With a dro and the compound replaced with a plinth that pins the toolpost square I would probably drill with the carriage all the time. I don’t have either of those though on any of the lathes I regularly run.
I have used a fair few end mills to clean the taper out of the bottom of drilled holes. Silver soldered or brazed on extensions if required.

Seems to me the real answer is to actually meaasure the hole, to ensure it is the correct depth, BEFORE shooting the boring bar down it, though, no?
 
Might be all you want but i want 3 axis.
Lots of the bigger lathes I worked on had a three axis DRO. Cross travel, long travel and compound travel. You could either use the last two separately or link them together to give a combined reading. Very useful. These were fairly big lathes though with long ( 20” ), powered compound slides.

Regards Tyrone.
 
Lots of the bigger lathes I worked on had a three axis DRO. Cross travel, long travel and compound travel. You could either use the last two separately or link them together to give a combined reading. Very useful. These were fairly big lathes though with long ( 20” ), powered compound slides.

Regards Tyrone.
Tyrone, you have provided me with the answer! Yeah, I can, in that situation, see a use for having a DRO on the compound, for sure.
Never having run a lathe that had an operator's seat on the Carriage, that was a scenario beyond my experience.

Though, thinking on that, a fella might well want multiple dro's! A Two axis for the ways and each carriage, a two axis on the tailstock, combined, to show both where the tailstock is, and the extension of the quill, and a separate or combined one on the cross slide, along with programming to account for the angle of feed.

Pretty far beyond the needs of guys with lathes that do not have a dedicated crane over each of them for loading and unloading the work, though.

No accounting for what a fella WANTS, though!
 
For most drilling on the lathe I use the tailstock quill, but I do have a few jobs where I prefer to use a 5C collet holder block that fits my CA Aloris/Dorian type toolpost, rather than a drill chuck on an arbor in the tailstock.
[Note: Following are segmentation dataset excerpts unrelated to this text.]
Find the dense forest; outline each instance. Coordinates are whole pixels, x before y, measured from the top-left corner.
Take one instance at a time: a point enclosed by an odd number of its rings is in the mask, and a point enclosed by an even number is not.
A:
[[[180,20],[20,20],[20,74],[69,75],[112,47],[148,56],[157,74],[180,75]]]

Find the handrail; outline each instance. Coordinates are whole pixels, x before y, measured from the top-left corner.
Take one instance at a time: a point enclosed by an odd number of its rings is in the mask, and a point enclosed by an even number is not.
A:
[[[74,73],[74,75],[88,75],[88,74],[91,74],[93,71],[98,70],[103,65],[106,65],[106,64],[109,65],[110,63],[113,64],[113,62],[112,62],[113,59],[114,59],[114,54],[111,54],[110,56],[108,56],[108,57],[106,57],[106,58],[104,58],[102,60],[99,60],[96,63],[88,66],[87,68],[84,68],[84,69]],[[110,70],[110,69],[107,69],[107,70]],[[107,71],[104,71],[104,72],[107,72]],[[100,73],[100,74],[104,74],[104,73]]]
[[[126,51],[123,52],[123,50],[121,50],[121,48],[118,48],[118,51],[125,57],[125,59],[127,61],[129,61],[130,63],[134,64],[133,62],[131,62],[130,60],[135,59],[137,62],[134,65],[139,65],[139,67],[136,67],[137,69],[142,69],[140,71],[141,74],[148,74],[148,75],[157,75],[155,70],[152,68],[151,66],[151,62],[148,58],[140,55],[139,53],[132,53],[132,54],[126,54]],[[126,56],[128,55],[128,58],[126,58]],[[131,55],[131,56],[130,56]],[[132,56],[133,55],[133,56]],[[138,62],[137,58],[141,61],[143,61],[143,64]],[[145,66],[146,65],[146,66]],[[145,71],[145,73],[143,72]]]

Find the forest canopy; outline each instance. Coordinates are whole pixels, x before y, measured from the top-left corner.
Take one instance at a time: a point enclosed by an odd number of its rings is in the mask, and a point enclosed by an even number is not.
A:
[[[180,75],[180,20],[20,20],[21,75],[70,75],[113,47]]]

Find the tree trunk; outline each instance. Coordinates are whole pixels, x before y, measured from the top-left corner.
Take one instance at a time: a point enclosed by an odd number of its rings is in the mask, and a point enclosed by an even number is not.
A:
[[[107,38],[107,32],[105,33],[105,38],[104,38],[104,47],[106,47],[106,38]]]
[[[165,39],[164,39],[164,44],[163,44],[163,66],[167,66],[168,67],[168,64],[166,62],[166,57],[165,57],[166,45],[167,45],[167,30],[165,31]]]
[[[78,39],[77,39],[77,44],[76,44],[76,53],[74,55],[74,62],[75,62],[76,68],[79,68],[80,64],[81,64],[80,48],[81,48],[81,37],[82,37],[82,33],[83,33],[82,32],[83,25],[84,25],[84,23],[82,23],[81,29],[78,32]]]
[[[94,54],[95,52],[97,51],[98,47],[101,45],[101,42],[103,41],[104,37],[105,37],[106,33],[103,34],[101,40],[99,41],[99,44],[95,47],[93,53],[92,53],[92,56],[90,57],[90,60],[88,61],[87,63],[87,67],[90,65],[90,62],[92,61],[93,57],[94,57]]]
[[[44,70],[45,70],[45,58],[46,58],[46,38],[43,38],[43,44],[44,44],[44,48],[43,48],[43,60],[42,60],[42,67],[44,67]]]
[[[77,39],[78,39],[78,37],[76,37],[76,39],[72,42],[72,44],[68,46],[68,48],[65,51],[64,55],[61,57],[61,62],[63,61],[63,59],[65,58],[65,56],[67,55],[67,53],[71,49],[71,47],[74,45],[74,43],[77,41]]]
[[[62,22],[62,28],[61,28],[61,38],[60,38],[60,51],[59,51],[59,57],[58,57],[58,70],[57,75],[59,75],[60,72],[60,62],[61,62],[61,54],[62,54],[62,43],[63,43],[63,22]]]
Assuming the toolpost is square to the centerline (which is were I normally leave it) and the height adjustment on the block is OK (which it usually is), then getting a drill on center is just a matter of dialing it in on X (which is pretty quick).
How do you check cross slide position to get the collet on center with the spindle?
 
How do you check cross slide position to get the collet on center with the spindle?
I would set the flutes horizontal and touch them off the od of the part. Part OD + Drill diameter = current x position, then you can dial it into the centerline. Basically how you touch of a cnc without a presetter, at least that’s how I always did it on the Mazak I had.

If I am in a hurry I crank the top slide in until a center in the tailstock seats evenly in the back of the collet, which is pretty easy and good enough for a normal drill.
 
How do you check cross slide position to get the collet on center with the spindle?
99 times out of 100, by initial pecking and looking at how the drill deflects and how the drill tip fits into the cone it's cutting. Same basic eyeball techniques I use to line a drill up with a center punch pop on the drill press, but without the center punch pop. Helps that I only have 1 axis on the lathe cross slide, rather than 2 on the drill press table. It's a drill. If I need better concentricity, I am going to follow up with a boring bar.
If I have multiples to do, I note the position on the DRO.